The HIPAA Breach Notification Rule requires covered entities to notify HHS and affected individuals within 60 calendar days of discovering a breach of unsecured PHI. For MSPs, the clock starts when your client (the covered entity) becomes aware of the breach — which is typically when you tell them. This means your incident response process must be fast enough to investigate, contain, and document before the client's notification obligation begins to compress.
Not every security incident is a HIPAA breach. HIPAA defines a breach as unauthorized acquisition, access, use, or disclosure of PHI that compromises the security or privacy of the information. You can presume a breach has occurred unless you can demonstrate through a four-factor risk assessment that the probability of PHI compromise is low.

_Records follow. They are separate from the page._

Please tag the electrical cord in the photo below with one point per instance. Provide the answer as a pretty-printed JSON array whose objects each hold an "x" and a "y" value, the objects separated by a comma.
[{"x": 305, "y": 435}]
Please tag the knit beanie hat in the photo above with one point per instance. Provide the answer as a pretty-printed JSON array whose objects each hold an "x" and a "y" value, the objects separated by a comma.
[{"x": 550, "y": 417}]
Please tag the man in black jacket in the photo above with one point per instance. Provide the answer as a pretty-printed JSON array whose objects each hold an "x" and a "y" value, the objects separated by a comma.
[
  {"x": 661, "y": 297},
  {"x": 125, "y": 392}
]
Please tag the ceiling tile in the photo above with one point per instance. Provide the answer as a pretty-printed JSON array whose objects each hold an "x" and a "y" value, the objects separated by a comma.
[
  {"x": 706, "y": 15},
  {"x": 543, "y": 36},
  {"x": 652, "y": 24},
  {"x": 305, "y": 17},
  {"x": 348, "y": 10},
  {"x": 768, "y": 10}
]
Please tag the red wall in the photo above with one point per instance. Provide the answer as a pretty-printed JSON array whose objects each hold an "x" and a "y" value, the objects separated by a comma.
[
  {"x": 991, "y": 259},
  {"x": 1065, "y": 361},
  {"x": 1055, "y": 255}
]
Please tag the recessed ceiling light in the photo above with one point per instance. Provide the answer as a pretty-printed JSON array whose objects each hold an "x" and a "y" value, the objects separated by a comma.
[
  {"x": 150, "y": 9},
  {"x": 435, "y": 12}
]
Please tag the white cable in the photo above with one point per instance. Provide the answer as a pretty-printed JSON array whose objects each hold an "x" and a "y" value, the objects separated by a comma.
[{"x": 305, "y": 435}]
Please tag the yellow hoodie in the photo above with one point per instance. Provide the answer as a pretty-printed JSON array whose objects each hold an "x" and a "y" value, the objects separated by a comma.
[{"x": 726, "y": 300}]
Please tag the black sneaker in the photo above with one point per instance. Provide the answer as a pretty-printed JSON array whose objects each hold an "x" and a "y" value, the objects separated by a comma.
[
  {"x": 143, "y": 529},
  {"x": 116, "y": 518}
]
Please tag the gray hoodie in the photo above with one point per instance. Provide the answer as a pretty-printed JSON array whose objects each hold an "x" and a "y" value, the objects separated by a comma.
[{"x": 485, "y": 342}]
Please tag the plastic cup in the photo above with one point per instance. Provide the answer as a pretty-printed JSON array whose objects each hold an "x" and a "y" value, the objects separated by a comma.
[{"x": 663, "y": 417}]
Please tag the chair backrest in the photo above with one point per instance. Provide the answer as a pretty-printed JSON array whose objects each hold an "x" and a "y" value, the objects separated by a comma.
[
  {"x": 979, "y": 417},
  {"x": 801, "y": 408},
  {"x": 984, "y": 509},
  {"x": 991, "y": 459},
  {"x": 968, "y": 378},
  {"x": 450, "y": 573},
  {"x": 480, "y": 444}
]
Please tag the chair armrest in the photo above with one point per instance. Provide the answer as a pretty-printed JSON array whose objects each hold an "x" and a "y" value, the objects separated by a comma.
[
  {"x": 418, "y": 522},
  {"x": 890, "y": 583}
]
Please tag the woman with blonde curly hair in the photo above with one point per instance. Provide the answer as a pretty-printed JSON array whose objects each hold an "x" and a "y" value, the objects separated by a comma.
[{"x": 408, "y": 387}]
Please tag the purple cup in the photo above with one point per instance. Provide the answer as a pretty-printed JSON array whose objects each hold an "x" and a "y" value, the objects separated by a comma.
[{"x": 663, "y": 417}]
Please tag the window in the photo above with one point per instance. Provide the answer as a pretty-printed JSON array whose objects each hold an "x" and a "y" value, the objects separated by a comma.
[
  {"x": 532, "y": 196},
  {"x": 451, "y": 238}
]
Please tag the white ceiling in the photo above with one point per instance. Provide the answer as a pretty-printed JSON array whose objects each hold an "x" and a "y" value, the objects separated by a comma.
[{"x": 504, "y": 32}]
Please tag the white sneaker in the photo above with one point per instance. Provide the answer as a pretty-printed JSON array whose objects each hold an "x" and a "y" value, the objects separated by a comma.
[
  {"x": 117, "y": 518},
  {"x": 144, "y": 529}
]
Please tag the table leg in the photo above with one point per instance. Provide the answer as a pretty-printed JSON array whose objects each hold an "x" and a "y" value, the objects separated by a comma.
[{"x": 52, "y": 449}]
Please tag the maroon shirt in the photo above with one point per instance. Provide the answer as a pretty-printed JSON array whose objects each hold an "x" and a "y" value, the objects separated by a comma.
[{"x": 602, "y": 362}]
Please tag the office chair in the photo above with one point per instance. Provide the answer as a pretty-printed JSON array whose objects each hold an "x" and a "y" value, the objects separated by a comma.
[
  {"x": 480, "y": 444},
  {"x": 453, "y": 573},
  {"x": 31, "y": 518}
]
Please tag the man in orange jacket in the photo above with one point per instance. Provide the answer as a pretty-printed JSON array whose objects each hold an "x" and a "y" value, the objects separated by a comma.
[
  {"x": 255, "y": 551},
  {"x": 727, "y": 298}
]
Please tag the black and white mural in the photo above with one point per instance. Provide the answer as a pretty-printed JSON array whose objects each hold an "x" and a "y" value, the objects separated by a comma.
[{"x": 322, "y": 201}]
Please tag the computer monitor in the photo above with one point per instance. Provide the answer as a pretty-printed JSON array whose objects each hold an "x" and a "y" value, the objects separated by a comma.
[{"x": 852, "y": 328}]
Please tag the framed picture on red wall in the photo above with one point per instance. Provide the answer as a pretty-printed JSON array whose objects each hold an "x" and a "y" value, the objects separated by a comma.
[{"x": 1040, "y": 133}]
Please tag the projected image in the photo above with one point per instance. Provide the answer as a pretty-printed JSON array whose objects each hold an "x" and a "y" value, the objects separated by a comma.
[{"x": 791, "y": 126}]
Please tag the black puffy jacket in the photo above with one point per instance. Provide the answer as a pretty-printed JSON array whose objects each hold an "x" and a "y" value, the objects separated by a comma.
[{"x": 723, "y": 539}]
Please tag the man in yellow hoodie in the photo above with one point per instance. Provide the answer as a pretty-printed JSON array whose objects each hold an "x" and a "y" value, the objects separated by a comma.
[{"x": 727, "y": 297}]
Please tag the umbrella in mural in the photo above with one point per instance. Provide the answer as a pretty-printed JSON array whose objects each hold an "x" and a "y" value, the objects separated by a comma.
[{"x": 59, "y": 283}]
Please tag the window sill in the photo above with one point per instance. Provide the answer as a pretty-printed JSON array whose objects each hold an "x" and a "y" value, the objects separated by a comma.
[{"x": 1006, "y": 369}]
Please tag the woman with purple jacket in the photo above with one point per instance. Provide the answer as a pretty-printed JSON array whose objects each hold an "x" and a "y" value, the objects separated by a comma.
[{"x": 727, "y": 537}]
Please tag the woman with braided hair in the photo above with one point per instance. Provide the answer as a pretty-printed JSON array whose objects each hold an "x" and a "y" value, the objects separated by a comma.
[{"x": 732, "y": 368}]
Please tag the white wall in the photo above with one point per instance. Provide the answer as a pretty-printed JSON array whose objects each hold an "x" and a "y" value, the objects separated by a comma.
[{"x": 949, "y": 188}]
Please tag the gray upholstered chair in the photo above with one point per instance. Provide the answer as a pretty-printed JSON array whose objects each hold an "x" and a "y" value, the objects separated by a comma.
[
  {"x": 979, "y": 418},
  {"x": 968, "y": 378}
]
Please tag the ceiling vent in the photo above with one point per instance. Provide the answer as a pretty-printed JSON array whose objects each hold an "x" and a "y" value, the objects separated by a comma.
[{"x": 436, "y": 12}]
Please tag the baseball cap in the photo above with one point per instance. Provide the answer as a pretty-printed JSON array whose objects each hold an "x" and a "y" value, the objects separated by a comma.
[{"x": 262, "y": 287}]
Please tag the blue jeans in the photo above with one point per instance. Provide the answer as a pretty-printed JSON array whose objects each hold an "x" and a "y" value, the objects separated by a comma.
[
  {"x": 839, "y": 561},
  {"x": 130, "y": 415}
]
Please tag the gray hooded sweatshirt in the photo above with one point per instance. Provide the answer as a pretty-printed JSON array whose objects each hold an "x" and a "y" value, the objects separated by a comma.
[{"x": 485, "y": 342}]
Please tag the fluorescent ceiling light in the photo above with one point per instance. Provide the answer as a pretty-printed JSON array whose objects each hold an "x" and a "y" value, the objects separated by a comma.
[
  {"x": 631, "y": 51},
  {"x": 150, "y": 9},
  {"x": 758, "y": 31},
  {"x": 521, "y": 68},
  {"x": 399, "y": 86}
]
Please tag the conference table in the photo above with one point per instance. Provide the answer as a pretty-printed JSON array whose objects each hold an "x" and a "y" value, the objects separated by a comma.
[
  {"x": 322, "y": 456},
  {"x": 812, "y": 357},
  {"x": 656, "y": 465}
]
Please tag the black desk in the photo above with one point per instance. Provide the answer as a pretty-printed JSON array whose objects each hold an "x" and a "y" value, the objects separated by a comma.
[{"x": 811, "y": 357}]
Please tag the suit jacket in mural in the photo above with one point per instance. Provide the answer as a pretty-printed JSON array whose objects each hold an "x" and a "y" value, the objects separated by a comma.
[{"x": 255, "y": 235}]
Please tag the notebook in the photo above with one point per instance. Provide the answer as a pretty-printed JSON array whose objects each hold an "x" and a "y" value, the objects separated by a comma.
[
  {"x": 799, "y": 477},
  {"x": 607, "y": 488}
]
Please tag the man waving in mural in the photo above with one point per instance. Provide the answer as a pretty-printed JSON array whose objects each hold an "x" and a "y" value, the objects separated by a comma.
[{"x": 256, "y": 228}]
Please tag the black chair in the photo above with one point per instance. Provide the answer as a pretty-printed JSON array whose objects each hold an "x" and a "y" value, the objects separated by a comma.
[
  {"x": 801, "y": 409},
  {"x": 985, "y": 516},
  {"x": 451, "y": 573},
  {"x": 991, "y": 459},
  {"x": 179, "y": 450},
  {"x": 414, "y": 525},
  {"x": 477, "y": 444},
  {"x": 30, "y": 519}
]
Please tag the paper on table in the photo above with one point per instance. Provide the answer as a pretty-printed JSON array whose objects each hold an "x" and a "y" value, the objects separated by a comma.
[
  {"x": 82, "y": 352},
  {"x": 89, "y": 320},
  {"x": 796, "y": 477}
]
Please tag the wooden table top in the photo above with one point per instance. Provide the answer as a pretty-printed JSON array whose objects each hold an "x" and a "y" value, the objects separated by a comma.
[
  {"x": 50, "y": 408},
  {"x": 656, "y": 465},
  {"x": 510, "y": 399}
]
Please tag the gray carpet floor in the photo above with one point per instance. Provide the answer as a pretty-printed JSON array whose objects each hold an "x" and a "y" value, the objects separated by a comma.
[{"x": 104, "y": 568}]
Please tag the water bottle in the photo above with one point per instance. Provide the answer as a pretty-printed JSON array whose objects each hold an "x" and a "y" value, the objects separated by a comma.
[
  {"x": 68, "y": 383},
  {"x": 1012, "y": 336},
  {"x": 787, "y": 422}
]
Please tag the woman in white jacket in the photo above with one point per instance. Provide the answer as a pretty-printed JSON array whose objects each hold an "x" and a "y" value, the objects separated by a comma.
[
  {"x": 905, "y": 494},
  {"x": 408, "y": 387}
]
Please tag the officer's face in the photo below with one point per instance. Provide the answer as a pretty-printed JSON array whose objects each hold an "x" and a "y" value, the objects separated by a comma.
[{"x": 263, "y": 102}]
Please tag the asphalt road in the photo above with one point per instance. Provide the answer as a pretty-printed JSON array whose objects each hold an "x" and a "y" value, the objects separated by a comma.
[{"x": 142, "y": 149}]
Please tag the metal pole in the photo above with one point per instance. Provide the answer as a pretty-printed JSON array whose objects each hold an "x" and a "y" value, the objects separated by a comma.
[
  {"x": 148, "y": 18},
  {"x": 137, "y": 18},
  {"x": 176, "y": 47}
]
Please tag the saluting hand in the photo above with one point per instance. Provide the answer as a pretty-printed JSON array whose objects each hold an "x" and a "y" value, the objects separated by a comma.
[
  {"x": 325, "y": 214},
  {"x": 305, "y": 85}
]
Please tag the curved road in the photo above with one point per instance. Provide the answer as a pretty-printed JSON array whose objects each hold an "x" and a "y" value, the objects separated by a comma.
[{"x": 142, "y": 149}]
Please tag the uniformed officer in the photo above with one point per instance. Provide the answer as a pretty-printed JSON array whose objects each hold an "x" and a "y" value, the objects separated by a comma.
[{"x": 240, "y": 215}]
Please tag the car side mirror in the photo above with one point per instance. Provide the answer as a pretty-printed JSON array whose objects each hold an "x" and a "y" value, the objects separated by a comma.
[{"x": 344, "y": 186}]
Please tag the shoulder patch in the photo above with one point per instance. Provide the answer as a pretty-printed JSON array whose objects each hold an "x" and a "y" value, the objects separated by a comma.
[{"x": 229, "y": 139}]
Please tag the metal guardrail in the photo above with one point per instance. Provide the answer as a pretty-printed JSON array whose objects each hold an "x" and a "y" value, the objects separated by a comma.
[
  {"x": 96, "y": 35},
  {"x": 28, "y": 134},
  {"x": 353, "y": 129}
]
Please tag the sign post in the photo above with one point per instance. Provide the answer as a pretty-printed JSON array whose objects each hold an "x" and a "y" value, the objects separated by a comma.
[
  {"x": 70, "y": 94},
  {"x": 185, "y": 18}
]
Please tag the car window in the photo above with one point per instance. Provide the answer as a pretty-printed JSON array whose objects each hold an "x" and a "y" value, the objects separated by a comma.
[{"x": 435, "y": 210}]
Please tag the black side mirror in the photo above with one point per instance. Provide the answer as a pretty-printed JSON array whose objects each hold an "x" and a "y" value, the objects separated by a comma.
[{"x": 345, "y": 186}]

The four factors are: the nature and extent of PHI involved, who made the unauthorized access, whether the PHI was actually acquired or viewed, and the extent to which the risk has been mitigated.
Day-0 incident actions for HIPAA-covered clients: isolate the affected system immediately, preserve forensic evidence (do not wipe or reimage before you document), identify the PHI potentially involved, notify your client's designated HIPAA privacy officer within 24 hours, and open a formal incident record in your PSA with timestamps on every action.
The investigation phase must produce a written risk assessment that either documents a breach finding or documents your basis for concluding that a breach did not occur. Shortcuts here are expensive — HHS OCR audits frequently focus on the adequacy of post-incident documentation rather than the incident itself. If the documentation is thin, the presumption of breach stands even if the actual risk was low.
Notification requirements differ by breach size. Individual notifications for breaches affecting under 500 people in a state must be sent within 60 days and HHS notification is required annually. Breaches affecting 500 or more individuals in a state require notification to prominent media outlets in addition to HHS and individual notification — all within 60 days. Business Associate breach notification to the covered entity must happen 'without unreasonable delay' and no later than 60 days after discovery.
The most important thing you can do before an incident happens is run a tabletop exercise with each healthcare client once per year. Walk through a ransomware scenario, identify who calls who in the first 4 hours, confirm that the BAA includes breach notification provisions, and verify that you have the client's legal counsel contact in your documentation. The tabletop takes 90 minutes and materially improves the response when something real happens.